Department of Clinical Laboratory, The First Affiliated Hospital of Anhui Medical University, Hefei City 230022, People’s Republic of China

Correspondence: Yuanhong Xu
Department of Clinical Laboratory, The First Affiliated Hospital of Anhui Medical University, Hefei City 230022, People’s Republic of China
Email [email protected]

Aim: To compare the sensitivity and specificity before and after the addition of Triton X-100 in the modified Hodge test (MHT) and carbapenem inactivation method (CIM) for the detection of carbapenemase in Acinetobacter baumannii.
Materials and Methods: A total of 135 isolates of A. baumannii (83 carbapenem-resistant and 52 carbapenem-sensitive) were selected and the carbapenemase genotypes were detected using PCR. Carbapenemase phenotypes were tested using the MHT, Triton-MHT (THT), CIM, modified CIM (mCIM), and Triton-CIM (TCIM). Different concentrations (0.05, 0.1, 0.25, and 0.5% v/v) of Triton X-100 were used in the TCIM.
Results: The sensitivity was determined to be 59.03% (MHT), 100% (THT), 6.02% (CIM), 8.43% (mCIM), 71.08% (TCIM 0.05%), 100% (TCIM 0.1%), 97.59% (TCIM 0.25%), and 96.38% (TCIM 0.5%) in 83 carbapenemase-producing isolates, and the specificity for each of these methods was 100%.
Conclusion: The addition of Triton X-100 while using the MHT and CIM could significantly improve the sensitivity in the detection of A. baumannii carbapenemase with a specificity of 100%. A concentration of 0.1% v/v Triton X-100 showed the best results in TCIM.

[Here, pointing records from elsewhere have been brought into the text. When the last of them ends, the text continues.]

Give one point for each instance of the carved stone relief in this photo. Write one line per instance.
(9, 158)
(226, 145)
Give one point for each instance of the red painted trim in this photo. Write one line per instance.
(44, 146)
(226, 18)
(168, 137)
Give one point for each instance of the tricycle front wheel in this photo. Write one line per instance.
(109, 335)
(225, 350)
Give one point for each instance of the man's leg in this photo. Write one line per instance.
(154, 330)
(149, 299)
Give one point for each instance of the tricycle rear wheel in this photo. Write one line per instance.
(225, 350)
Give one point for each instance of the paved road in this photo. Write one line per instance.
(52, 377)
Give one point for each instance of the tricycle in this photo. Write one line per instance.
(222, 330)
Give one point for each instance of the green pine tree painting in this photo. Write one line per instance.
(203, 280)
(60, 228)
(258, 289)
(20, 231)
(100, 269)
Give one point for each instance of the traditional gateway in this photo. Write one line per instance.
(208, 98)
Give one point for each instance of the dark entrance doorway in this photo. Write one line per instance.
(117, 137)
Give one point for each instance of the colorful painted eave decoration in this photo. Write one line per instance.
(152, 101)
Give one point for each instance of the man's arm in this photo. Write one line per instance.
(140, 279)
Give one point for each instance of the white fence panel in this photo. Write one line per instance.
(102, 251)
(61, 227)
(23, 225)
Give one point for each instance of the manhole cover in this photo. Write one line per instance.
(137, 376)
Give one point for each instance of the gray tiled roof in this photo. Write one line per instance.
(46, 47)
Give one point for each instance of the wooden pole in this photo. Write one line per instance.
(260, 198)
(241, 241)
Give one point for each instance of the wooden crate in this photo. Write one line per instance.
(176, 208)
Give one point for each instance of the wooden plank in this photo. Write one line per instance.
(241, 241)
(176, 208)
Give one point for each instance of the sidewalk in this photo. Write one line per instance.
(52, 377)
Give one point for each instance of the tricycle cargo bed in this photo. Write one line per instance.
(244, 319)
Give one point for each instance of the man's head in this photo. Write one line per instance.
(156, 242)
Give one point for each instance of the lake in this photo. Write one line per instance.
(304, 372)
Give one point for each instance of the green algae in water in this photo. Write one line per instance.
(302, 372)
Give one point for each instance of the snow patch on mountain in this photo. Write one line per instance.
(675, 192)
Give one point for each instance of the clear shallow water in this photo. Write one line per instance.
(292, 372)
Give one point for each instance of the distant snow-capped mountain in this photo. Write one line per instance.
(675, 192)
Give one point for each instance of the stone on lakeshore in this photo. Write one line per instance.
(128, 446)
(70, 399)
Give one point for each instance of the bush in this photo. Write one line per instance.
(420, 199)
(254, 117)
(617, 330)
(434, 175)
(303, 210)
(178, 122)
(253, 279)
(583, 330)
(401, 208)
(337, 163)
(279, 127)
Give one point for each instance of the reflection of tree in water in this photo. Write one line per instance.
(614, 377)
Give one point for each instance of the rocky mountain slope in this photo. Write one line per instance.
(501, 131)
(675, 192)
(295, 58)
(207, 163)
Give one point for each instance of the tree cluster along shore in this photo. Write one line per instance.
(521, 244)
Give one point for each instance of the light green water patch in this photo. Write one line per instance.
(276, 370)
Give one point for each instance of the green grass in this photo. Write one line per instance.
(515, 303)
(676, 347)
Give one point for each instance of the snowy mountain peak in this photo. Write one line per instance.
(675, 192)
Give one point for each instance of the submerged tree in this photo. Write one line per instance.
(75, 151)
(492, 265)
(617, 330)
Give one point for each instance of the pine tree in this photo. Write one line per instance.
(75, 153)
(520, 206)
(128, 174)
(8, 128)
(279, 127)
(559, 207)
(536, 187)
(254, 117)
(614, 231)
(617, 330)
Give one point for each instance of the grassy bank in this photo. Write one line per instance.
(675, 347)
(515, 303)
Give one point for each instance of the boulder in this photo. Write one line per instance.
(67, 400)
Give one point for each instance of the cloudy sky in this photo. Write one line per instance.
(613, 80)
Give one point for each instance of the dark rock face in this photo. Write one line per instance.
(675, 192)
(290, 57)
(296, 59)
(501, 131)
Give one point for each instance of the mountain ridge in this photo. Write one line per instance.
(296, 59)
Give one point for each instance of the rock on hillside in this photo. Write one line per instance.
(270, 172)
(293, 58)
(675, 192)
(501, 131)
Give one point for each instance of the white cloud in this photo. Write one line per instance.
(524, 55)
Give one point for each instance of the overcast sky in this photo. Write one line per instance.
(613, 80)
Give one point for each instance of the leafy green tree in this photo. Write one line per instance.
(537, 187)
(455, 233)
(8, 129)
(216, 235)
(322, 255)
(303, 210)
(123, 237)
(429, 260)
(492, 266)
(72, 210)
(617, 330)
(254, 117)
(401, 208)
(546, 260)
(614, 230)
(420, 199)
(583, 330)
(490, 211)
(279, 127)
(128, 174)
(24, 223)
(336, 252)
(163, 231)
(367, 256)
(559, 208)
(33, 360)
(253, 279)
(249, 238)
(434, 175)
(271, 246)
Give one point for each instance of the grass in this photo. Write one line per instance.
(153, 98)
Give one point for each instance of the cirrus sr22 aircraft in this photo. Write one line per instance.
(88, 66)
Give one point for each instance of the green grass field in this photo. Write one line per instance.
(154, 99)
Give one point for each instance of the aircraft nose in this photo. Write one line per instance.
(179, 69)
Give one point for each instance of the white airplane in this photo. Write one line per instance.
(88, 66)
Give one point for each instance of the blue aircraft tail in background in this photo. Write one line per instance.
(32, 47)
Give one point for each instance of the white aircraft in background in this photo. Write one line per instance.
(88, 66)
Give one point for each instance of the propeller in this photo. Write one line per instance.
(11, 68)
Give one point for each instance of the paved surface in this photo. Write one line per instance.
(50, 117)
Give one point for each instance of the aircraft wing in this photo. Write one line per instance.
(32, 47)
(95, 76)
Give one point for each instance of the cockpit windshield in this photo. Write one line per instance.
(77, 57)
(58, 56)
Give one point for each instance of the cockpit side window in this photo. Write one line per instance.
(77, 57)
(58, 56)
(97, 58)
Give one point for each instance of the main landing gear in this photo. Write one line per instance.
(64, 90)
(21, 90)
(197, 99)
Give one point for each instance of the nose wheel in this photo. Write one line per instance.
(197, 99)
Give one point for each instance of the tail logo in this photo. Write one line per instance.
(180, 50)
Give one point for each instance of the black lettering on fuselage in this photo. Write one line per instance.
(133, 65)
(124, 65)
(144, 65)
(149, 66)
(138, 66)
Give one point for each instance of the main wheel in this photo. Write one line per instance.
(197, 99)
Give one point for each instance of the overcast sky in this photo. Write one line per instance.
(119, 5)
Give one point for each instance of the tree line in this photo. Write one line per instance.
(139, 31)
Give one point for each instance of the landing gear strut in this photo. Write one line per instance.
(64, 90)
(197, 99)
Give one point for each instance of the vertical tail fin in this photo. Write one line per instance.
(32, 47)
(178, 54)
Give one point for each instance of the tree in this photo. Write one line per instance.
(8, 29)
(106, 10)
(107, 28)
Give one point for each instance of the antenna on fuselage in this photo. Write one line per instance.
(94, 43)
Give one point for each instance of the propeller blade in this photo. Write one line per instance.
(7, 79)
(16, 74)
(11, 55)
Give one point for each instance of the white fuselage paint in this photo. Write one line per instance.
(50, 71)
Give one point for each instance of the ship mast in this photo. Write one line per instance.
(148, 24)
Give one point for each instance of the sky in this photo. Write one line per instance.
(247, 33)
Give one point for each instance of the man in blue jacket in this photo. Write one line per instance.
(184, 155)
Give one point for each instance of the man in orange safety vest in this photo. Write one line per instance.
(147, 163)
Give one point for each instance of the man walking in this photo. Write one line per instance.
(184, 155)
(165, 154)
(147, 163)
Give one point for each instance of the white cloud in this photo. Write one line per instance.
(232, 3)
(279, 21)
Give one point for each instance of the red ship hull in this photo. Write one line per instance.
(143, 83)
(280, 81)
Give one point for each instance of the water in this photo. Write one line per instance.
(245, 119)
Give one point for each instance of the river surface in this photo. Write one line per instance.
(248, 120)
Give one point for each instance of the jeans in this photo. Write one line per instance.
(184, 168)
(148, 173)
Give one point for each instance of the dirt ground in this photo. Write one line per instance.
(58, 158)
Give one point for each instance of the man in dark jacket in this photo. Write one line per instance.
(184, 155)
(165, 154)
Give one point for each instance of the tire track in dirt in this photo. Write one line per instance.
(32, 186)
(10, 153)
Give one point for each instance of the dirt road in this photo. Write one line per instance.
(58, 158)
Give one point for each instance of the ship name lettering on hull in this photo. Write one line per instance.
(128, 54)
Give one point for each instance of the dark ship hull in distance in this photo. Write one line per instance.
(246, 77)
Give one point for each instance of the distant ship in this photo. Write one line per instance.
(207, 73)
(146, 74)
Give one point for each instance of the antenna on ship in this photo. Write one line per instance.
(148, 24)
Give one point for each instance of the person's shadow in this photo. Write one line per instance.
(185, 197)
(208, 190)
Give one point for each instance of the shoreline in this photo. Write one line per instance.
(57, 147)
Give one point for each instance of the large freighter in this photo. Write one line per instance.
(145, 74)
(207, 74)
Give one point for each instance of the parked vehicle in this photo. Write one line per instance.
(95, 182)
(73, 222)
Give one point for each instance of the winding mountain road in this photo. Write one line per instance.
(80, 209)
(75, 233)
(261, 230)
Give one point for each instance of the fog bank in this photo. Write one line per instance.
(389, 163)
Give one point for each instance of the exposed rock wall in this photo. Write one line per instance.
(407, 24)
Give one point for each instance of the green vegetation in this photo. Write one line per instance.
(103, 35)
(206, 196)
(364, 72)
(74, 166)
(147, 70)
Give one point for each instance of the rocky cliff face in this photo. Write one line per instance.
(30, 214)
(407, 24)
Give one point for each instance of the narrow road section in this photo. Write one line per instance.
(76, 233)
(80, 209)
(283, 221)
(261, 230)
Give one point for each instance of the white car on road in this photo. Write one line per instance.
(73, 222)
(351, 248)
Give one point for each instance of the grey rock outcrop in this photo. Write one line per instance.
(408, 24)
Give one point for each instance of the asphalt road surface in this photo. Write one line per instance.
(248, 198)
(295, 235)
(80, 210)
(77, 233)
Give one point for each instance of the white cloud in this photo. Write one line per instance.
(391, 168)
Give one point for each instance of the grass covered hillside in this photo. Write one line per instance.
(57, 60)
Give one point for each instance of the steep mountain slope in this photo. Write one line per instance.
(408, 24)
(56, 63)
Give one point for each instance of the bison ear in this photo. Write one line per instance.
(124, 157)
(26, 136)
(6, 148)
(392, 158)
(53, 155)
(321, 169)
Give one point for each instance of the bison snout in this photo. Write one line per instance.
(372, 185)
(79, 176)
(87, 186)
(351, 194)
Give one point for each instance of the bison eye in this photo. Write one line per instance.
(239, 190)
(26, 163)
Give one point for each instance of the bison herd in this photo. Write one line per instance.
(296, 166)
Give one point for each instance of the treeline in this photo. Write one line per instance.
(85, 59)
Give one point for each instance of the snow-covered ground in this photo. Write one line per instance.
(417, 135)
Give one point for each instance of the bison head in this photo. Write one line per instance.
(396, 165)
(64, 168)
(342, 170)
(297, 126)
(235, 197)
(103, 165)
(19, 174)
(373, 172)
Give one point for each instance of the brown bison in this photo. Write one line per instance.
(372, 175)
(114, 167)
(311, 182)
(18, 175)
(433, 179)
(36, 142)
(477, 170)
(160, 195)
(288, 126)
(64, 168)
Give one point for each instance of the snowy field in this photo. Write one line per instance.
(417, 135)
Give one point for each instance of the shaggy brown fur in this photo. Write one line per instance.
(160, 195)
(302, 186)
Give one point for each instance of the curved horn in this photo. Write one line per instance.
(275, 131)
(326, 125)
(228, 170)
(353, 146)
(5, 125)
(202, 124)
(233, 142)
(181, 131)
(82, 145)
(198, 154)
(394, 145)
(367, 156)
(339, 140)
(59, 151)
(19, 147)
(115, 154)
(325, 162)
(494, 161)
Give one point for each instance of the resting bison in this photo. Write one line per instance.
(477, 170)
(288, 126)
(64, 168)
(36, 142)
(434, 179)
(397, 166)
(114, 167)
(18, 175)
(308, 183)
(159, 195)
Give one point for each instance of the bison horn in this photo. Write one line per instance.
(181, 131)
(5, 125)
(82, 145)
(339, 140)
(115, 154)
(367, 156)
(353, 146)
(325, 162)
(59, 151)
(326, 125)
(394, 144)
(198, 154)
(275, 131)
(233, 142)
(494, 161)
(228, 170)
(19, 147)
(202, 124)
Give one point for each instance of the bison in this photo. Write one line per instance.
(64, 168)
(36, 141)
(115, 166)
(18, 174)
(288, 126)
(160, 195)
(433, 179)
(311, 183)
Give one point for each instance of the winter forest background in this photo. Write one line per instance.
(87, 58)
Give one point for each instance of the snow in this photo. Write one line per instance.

Keywords: Acinetobacter baumannii, carbapenemase, modified Hodge test, THT, carbapenem inactivation method, TCIM


In recent years, Acinetobacter baumannii infections have been on the rise worldwide and there are several reports of nosocomial infections caused by multidrug-resistant A. baumannii.1 The production of OXA-type carbapenemase is the main mechanism by which A. baumannii develops resistance to carbapenem antibiotics.2,3 Modified Hodge test (MHT), Carbapenem Inactivation Method (CIM), and modified Carbapenem Inactivation Method (mCIM) have been recommended for the detection of carbapenemases in Enterobacteriaceae.4,5 However, these methods are not sensitive for the detection of A. baumannii carbapenemase owing to the weak activity of OXA-type carbapenemases.6,7 Triton X-100 was first used by Fernando Pasteran et al for the detection of NDM-type carbapenemase owing to its ability to increase the release of carbapenemases, and the method of Triton-MHT (THT) showed high sensitivity in the detection of OXA-type carbapenemases in Enterobacteriaceae.8 Triton-CIM (TCIM) method, a modified mCIM, was proposed by Liu et al and also used for the detection of carbapenemase-producing A. baumannii.9 However, the application value of Triton X-100 to CIM has not been discussed to date. The incubation time and buffer solutions were different for CIM and mCIM. In this study, we evaluate the improvement of Triton X-100 to MHT and CIM for the screening of A. baumannii carbapenemase.

Materials and Methods

Strains and Antimicrobial Susceptibility Testing

A total of 135 non-replicate clinical isolates of A. baumannii (83 carbapenem-resistant and 52 carbapenem-sensitive strains) were randomly collected from the microbiology laboratory of the First Affiliated Hospital of Anhui Medical University in China during 2019–2020. Carbapenem susceptibility tests were re-determined using VITEK 2 Compact (bioMérieux, France) and the Kirby–Bauer method. Klebsiella pneumoniae ATCC1705 (carbapenemase-producing) and ATCC1706 (non-carbapenemase-producing) were used as quality control strains in the phenotypic tests. Carbapenemase-producing isolates were defined as strains that were resistant to carbapenem and harbored carbapenemase genes, and non-carbapenemase-producing isolates were those sensitive to carbapenem, or resistant to carbapenem while not harboring carbapenemase genes.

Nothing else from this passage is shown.